For all other candle periods I require a 90% period span (e.g. a 5-minute candle needs to span at least 4.5 minutes) to generate a valid full-period candle. I don’t go higher than a day-candle, however, so this applies best to minute candles and hourly candles.

Examples:

AAPL on July 2, 2015

Here, the API looks like it glitched out and returned a candle with a bad closing timestamp. The one before it spanned Thursday, July 2, 2018, and the one after it spanned Friday, July 3, 2018. However, upon further inspection it looks like AAPL did not trade the next day on Friday, July 3, 2015 (that is why the volume and OHLC prices are the exact same). It was in fact American Independence Day observed. Perhaps an improvement to the cleaning algorithm is to consider identical subsequent volumes as well?

Cleaning raw day candles AAPL example July 2, 2015
Cleaning raw day candles AAPL example July 2, 2015
AAPL candlestick chart on Thursday, July 2, 2015
AAPL candlestick chart on Thursday, July 2, 2015

AAPL on May 30, 2018

Here there are several partial day-candles on multiple days. Outlined are 5 raw candles all for the same day. Below are even more examples (not outlined). The green outlined “2” indicates that this candle was in fact a raw candle that eventually came in, and the cleaning algorithm recognized that and marked it as alreadyValid.

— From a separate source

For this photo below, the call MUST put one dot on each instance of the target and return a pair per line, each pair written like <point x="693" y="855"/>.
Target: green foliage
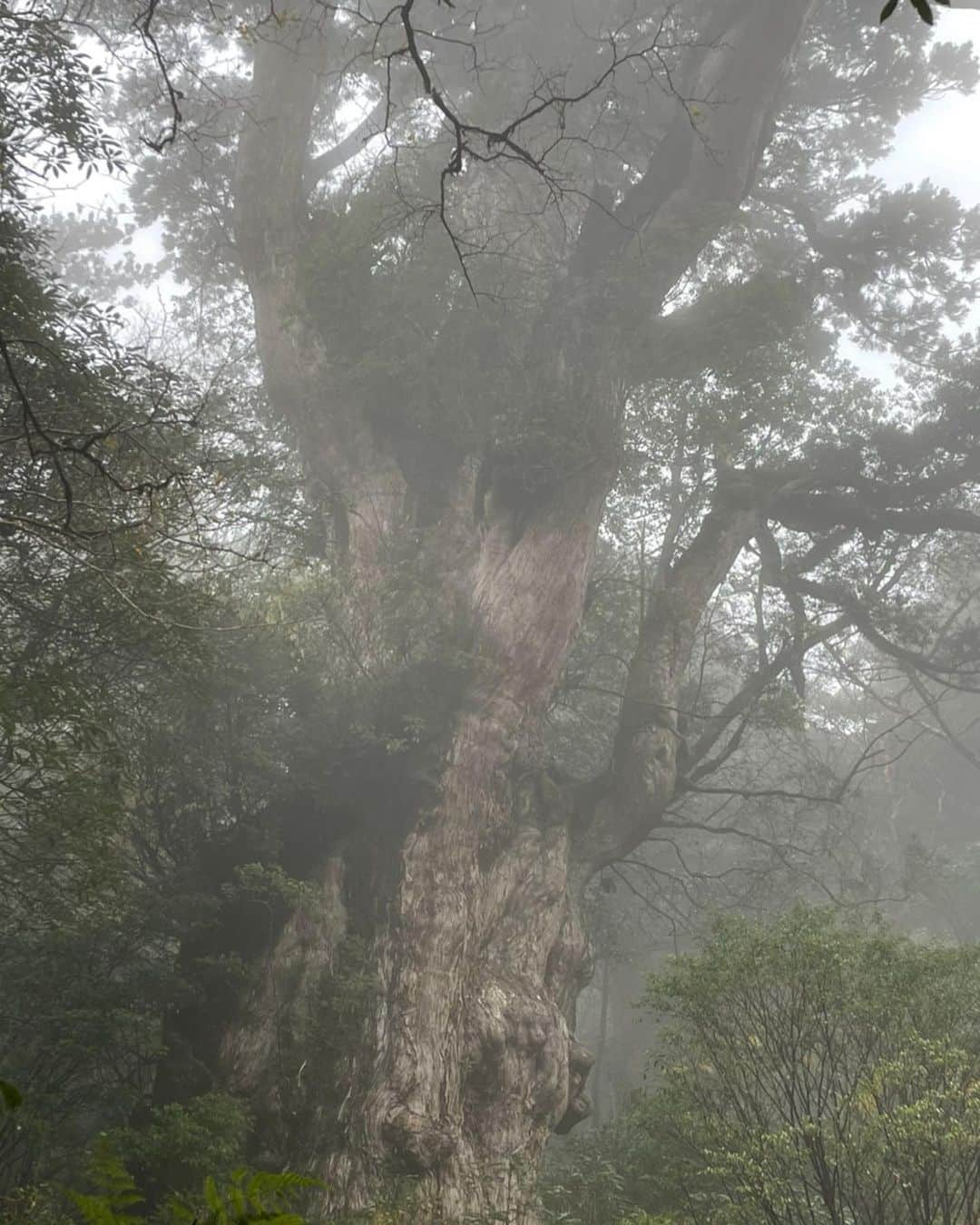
<point x="182" y="1142"/>
<point x="244" y="1197"/>
<point x="810" y="1071"/>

Cleaning raw AAPL candles in May, 2018
Cleaning raw AAPL candles in May, 2018

AAPL on July 31, 2018

This last example shows that uncleaned raw candles that start on given day may have the wrong opening price! Outlined in purple on line 10346 you can see the start timestamp is Tuesday, July 31 at 00:00 and this candle has a duration of only 6 minutes and 18 seconds, yet it has an opening price which is the price AAPL opened the previous day (191.90). The next raw candle to come in also starts at midnight, but it has a duration that ends about 2 hours into trading that day, so it should have a real [O]pen value (190.30). Some more candles come in, but none span the entire day, so a generated candle is recorded on line 10349, outlined in red, with a status of “3” meaning generated. This is the candle that would be used in a time series analysis.

Cleaning raw AAPL candles in July, 2018
Cleaning raw AAPL candles in July, 2018
Conclusion: In my AAPL data set for one-day candles, I have over 10,300 day candles that came from the broker API. Of those, 891 are not usable because they fall in either case 1 or case 2 above. That’s 8.7 percent of my raw candles that are not full-period day candles and would adversely affect a time series analysis. It can be seen that cleaning the raw candles from the broker is an important step before performing any time series analysis.

Notes:

  1. Open, High, Low, Close, Volume
  2. Never modify raw candles. There may be a time we want to construct candles of interpolated time periods and raw candles can be beneficial. Also, we may want to backtest using “real-time” candle data.